# I was issued a "hate speech" warning for reciting lyrics to a DMX song.



## Deleted member 24782 (Apr 17, 2020)




----------



## MFB (Apr 17, 2020)

Brodiesel710 said:


> View attachment 55280


Glad I took decided to go with the chorus!

The idea of hate speech is silly to me bc it lacks the common sense to discern the intent of the the speaker. @Brodiesel710 was being silly and making a joke at noone's expense. Thats' clear.
Laughing is a good thing.

Sticks and stones, yo!


----------



## Matt Derrick (Apr 17, 2020)

the reason I gave you that warning is because since everyone HAS to nickpick every little situation that even MIGHT be problematic (i.e. well so and so said __ in his post, why can't i?) we have a BLANKET policy of 'just don't do it, and you KNOW why'.

is it a little PC? maybe. I don't LIKE having to draw those lines, but people force us to, so that's the way it is. you don't get to do _anything _you want here, we're not facebook. but, you get to do _pretty much_ whatever you want _in our playground_ within a few reasonable rules. I feel like that's pretty fair. and if you don't think it's fair? well, there are _plenty _of other playgrounds on the internet to go play in.


----------



## MFB (Apr 17, 2020)

Well said, Matt. 😊

I thought this thread was going to turn into a shit show. 

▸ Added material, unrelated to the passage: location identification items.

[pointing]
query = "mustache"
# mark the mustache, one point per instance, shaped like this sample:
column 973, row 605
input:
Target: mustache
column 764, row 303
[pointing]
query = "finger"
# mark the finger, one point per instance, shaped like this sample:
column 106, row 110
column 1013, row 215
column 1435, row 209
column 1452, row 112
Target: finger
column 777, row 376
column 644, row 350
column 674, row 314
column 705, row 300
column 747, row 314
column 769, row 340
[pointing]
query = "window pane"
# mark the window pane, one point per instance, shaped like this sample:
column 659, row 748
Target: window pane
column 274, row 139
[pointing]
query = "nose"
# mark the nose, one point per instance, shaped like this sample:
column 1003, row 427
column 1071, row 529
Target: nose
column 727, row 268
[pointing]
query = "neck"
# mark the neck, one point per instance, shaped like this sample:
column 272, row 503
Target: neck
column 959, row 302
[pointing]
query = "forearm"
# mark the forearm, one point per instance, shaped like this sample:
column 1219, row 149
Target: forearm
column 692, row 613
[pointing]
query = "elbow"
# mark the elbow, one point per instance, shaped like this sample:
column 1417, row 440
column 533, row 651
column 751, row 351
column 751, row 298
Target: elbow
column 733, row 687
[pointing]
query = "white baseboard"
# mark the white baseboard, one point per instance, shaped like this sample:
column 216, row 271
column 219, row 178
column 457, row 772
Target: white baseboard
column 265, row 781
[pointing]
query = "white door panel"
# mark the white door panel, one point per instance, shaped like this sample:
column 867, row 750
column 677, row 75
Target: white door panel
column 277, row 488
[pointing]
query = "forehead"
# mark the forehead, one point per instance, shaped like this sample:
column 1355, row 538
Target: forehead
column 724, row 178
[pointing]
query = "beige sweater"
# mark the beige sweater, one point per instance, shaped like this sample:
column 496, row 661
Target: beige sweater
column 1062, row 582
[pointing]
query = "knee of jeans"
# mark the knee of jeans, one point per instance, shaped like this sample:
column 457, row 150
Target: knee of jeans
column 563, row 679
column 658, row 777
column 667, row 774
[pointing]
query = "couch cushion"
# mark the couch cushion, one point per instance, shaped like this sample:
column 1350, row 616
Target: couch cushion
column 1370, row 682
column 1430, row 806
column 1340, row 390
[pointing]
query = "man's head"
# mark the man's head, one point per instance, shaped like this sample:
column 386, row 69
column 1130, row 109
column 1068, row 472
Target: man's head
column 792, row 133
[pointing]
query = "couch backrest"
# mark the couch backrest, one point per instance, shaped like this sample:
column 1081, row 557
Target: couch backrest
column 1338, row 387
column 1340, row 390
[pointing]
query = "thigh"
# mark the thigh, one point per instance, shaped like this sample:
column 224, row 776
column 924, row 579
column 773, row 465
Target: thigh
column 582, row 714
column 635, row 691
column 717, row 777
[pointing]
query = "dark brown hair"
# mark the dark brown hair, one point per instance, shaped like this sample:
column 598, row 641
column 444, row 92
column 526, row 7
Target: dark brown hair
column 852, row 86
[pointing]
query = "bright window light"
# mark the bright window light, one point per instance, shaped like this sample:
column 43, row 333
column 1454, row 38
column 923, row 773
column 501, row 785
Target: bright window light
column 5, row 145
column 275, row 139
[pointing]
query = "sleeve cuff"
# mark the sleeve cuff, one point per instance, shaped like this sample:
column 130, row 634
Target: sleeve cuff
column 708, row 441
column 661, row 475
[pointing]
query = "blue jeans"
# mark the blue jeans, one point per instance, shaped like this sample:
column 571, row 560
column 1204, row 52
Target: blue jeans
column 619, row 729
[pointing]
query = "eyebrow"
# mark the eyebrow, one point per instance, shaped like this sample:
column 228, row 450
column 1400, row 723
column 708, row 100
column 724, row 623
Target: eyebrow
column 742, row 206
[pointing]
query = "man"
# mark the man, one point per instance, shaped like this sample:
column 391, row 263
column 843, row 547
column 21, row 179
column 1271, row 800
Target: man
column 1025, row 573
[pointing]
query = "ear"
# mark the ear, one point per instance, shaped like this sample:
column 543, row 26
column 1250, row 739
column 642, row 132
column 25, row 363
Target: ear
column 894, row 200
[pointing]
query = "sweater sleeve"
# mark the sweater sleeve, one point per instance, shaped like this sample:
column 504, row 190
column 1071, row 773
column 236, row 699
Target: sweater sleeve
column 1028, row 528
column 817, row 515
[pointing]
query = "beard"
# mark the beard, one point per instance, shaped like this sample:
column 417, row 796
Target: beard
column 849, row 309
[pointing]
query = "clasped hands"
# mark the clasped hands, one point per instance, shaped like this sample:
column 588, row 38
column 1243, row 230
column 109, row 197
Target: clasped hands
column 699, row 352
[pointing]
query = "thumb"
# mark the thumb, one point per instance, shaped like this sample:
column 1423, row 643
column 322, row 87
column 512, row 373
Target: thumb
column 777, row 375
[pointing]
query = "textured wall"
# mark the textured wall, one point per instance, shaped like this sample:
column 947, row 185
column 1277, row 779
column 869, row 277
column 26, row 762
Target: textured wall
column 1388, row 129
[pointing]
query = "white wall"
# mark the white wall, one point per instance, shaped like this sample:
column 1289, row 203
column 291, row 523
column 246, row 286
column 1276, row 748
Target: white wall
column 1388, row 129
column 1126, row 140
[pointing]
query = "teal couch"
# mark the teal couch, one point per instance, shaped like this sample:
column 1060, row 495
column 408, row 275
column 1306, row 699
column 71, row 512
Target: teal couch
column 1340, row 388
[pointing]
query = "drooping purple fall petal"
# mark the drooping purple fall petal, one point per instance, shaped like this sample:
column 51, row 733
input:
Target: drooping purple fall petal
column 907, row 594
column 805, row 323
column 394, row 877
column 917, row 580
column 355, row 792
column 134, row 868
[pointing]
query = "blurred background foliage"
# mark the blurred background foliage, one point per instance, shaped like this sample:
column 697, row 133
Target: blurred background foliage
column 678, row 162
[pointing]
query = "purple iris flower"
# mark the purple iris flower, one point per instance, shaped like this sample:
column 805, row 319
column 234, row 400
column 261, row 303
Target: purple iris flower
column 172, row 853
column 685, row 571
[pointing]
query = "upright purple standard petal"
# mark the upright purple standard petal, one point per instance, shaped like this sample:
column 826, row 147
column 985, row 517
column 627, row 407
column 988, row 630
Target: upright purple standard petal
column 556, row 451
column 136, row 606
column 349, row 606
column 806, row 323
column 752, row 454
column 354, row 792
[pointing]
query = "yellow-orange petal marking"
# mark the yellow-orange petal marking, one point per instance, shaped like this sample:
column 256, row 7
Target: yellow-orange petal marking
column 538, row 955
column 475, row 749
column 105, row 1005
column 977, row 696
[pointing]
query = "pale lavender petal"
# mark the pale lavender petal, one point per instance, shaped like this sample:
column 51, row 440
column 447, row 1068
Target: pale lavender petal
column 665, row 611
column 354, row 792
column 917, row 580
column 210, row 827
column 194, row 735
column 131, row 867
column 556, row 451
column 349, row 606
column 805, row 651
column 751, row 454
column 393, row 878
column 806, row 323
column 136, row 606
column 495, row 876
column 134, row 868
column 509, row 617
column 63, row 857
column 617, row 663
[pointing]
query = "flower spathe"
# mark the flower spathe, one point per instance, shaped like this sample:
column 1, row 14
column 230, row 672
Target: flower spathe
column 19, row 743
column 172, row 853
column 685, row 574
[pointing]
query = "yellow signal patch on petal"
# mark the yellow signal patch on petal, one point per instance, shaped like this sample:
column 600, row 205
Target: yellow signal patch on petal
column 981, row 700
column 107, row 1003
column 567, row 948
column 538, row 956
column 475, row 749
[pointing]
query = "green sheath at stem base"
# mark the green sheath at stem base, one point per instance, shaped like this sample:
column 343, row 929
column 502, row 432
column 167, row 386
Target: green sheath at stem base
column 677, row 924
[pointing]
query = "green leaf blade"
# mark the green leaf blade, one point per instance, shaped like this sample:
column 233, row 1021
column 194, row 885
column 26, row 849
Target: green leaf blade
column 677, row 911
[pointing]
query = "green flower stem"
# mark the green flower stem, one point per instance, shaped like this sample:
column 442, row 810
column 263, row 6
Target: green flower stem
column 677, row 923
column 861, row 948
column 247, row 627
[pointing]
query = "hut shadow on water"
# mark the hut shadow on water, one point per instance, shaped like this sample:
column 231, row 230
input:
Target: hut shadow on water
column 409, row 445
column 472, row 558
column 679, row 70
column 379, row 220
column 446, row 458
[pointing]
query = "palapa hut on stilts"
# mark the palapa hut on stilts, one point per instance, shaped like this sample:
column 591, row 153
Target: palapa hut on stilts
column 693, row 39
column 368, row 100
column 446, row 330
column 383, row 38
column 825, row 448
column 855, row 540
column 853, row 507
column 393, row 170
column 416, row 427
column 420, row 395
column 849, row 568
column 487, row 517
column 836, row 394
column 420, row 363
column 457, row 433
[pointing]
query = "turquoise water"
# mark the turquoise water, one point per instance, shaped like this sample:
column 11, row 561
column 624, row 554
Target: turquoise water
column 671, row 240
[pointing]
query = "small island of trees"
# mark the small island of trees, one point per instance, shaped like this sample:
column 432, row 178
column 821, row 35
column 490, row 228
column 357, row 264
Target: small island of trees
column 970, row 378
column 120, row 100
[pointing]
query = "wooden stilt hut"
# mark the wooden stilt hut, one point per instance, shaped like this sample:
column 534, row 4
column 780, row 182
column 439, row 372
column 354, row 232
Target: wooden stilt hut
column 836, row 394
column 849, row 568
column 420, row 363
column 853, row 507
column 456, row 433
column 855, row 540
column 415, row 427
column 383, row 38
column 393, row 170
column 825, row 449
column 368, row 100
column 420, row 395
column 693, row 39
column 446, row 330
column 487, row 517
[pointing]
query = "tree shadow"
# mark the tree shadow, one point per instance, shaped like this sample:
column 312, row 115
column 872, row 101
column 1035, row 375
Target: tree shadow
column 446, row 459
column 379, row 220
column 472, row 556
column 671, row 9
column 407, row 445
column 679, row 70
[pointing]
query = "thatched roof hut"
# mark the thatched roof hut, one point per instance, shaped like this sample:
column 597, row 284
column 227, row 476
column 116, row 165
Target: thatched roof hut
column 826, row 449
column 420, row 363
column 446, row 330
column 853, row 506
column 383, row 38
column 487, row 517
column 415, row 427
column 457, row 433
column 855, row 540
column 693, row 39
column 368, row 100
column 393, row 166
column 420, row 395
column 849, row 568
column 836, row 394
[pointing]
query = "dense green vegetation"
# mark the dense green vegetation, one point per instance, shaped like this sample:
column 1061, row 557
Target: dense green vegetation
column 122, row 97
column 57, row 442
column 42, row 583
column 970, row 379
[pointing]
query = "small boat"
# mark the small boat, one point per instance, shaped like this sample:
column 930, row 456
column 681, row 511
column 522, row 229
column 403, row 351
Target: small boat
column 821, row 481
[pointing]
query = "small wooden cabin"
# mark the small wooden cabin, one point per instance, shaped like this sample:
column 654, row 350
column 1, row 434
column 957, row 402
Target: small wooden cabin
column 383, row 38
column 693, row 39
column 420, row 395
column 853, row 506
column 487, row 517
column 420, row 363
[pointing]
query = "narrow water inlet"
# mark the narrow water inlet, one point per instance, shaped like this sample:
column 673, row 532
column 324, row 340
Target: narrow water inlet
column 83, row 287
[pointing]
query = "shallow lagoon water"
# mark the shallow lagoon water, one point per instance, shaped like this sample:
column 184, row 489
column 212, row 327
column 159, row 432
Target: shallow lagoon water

Its nice when people can disagree with each other but still show respect for one another.


----------



## Odin (Apr 18, 2020)

haha... I was into DMX in my mid teens... 

Specially with that one Jet Lee Movie... that used the trax. 

Buddy of mine had a kick ass Jeep Cherokee we would roll in... yea I was one of the Poor kids in that crew... 

WE would Light a fatty park in an empty parking lot and turn up the subwoofer ... and fucking pretend like we could battle rap those lyrics rough riders.

Then later when I was in the military and made more friends from other parts of the country... Going to the dorms for a party or to base housing for a house party... kicking DMX on the Quality CD Boom Box... *does anyone use CD's anymore???... was never a question. 


Anyway... I'm all for respecting everyone and following the rules... 

I only comment... cuz I had good times rolling in that Jeep Doing Ear damage with DB's off Crazy Volume... and Well... I continue to live in a changing world that I'm always marveled has not yet completely fallen into chaos.


----------



## Odin (Apr 18, 2020)

For anyone that is not familiar...


----------



## Barf (Apr 20, 2020)

I got all excited when I first glanced at the thread title.

Thought I was gunna get to share some cough syrup stories.

Once I did so much dxm I was able to see with my eyes closed.

Also, on that same trip, I'm pretty sure I didn't pee for a day at least.

Had a horrible syrup hangover the next day.


----------



## Barf (Apr 20, 2020)

@Odin 

Exit Wounds for the win


----------



## Odin (Apr 20, 2020)

Barf said:


> Thought I was gunna get to share some cough syrup stories.




After Boot camp in upper Texas I believe we called that ROBO-TRIPPIN. ::borg::

Combined with Whippets A real stupid time in the dorms... :ompus::

That is until we could get off base with someone over 21 and get some Jose Cuervo. :layful::


----------